We have all learned that working as a dental hygienist during a pandemic is stressful. Patients were canceling appointments quicker than my sister cancels her Fabletics account after using the two for $24 deal. Offices had to shift routines and form new comprehensive exposure plans. PPE was needed more than ever, but there was a national shortage of gloves and masks with the correct level of protection. Perhaps you were even active in the COVID-19 response, reporting cases, aiding in contact tracing, or administering COVID testing swabs.
Anterior nares testing became part of my daily duties as, at the time, as I was a community health hygienist for a Federally Qualified Health Center. Each patient was offered a chairside COVID-19 swab. Our organization played a crucial role in collecting data and results for our community. These findings were reported to state officials to aid in Montana’s reporting of COVID-19 exposures and illnesses.
We were all affected by this pandemic, some in bigger ways than others. Either way, holy molar, some days were just downright exhausting.
Early during the pandemic, I began a new relationship with an old friend, and the dates consisted of many video chats. The romance was holding steady at sea level, falling short of any Rocky Mountain highs. Eventually, the day came when we mutually agreed we wanted to see each other in person again. Over the summer, we spent weekends together social distancing on hiking trails and on his fishing boat.
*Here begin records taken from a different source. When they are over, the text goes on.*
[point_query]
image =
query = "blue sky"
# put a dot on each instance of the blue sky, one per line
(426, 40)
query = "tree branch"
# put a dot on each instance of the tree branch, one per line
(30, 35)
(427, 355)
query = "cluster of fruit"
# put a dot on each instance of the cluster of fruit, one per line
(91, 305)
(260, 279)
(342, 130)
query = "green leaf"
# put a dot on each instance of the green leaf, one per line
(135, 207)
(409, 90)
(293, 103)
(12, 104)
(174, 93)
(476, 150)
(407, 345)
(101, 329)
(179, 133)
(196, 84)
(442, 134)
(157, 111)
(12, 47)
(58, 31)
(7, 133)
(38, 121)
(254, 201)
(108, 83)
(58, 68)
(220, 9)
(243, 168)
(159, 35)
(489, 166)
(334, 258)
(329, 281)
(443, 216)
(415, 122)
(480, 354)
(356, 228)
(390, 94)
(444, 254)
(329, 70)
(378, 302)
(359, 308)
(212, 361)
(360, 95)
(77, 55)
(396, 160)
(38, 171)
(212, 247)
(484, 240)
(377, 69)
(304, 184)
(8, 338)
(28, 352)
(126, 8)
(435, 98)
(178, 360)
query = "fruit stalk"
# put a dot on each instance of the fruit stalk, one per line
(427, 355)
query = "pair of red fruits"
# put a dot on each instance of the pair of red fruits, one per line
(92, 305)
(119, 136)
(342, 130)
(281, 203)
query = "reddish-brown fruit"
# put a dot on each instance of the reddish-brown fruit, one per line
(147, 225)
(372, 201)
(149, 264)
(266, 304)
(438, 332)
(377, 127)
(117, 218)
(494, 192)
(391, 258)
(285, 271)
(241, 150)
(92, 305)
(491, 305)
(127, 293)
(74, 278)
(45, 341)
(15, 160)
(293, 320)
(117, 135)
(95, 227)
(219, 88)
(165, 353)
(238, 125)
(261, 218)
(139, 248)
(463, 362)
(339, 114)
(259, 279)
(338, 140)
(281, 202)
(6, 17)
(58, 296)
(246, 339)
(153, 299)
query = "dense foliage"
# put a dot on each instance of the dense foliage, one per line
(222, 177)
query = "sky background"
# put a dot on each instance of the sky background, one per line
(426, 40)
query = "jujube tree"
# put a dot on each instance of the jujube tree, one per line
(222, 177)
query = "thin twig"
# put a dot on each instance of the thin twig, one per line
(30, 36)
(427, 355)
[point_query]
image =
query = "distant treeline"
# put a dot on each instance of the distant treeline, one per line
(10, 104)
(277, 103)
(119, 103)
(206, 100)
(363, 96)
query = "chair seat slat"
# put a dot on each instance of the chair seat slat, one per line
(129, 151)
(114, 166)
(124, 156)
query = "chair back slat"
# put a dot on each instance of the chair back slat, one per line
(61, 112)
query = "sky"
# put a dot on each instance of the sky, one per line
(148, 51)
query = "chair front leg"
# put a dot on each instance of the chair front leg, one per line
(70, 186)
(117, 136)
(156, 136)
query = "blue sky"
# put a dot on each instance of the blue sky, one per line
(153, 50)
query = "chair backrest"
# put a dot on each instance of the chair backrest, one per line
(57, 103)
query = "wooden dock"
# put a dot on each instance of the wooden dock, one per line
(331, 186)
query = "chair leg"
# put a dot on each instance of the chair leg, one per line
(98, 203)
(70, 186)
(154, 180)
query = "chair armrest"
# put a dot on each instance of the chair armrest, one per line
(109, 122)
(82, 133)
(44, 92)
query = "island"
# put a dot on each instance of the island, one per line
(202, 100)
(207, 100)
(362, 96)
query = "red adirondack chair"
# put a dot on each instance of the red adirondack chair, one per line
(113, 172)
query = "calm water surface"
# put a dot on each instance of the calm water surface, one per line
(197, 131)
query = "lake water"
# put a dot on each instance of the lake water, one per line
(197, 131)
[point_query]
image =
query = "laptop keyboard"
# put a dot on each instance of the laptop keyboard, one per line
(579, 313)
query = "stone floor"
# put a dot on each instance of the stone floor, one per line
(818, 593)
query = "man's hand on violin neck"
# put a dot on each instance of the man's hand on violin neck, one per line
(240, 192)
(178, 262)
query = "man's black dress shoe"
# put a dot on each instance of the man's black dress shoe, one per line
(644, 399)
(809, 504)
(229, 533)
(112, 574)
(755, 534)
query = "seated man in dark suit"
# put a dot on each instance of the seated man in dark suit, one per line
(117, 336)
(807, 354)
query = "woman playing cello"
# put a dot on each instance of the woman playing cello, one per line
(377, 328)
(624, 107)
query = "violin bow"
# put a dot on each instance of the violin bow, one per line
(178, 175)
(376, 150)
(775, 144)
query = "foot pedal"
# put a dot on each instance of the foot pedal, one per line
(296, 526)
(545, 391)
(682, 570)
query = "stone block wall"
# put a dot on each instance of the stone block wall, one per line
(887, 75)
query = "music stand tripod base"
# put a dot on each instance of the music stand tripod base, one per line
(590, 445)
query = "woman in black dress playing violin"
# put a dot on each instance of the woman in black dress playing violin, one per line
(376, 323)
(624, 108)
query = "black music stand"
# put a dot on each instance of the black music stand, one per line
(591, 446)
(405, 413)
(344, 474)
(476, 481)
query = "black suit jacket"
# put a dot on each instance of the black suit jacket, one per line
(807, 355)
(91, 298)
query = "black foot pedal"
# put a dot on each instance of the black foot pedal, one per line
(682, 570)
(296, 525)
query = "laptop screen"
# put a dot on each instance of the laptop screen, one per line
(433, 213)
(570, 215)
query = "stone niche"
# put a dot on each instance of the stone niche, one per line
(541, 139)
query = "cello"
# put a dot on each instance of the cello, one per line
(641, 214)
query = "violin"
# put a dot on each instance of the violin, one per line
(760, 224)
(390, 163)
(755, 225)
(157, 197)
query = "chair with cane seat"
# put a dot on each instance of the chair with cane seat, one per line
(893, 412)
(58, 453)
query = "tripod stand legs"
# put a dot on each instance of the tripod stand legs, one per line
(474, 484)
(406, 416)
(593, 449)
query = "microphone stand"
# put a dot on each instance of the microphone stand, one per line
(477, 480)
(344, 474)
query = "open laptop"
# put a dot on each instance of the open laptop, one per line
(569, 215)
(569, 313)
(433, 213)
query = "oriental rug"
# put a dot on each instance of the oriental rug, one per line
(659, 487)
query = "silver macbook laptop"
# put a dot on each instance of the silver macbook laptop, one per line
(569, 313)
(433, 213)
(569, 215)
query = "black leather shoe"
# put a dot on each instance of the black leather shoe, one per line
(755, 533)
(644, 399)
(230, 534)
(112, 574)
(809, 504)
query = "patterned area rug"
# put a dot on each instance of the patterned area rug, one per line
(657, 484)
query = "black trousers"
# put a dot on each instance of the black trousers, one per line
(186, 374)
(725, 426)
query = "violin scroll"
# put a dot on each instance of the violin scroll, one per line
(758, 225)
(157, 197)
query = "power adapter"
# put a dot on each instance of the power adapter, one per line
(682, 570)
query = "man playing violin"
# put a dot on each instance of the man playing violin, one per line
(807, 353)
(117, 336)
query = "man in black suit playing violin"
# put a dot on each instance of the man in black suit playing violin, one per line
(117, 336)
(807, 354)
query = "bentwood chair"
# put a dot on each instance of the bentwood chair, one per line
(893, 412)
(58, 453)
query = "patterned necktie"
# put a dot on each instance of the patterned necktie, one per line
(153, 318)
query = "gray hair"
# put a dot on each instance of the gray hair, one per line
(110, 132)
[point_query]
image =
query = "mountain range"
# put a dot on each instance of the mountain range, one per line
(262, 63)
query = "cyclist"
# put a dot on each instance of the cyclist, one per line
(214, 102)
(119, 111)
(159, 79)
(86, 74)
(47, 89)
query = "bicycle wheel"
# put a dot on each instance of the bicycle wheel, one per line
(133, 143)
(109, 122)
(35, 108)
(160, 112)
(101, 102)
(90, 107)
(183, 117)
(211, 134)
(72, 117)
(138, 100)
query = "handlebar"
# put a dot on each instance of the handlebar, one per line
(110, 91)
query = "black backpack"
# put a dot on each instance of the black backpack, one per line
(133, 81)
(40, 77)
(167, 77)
One of us would make the three-hour commute every weekend so we could be together. Whenever I visited him, I worried that I had been exposed to my roommates, coworkers, or patients and that I was delivering COVID right to his door. When I would return home, I would worry that perhaps he had exposed me, and now I was bringing COVID back to my roommates, coworkers, and possibly patients.
It was a never-ending cycle of fear and anxiety, trying to maintain some semblance of a normal life while feeling completely paranoid every single day.
The Arrival of the Vaccine
Then came the vaccine. My company e-mailed us to notify us about their possession of the Moderna vaccine. I immediately responded, requesting to be one of the first in line. I was stoked. Getting the vaccine was a no-questions-asked, “Yes, for sure, I will get it.”
I received my first Moderna dose on December 23. I chose to get the vaccine in my left arm, which is my non-dominant arm. Following the injection, I was asked to stay for observation for 15 minutes. It didn’t take 15 minutes for me to realize that I wasn’t feeling well. The first symptoms I felt were tingling in my hands and forearms with a “heavy” feeling to my arms. Then came a brutal headache. I felt dizzy, tired, and disoriented.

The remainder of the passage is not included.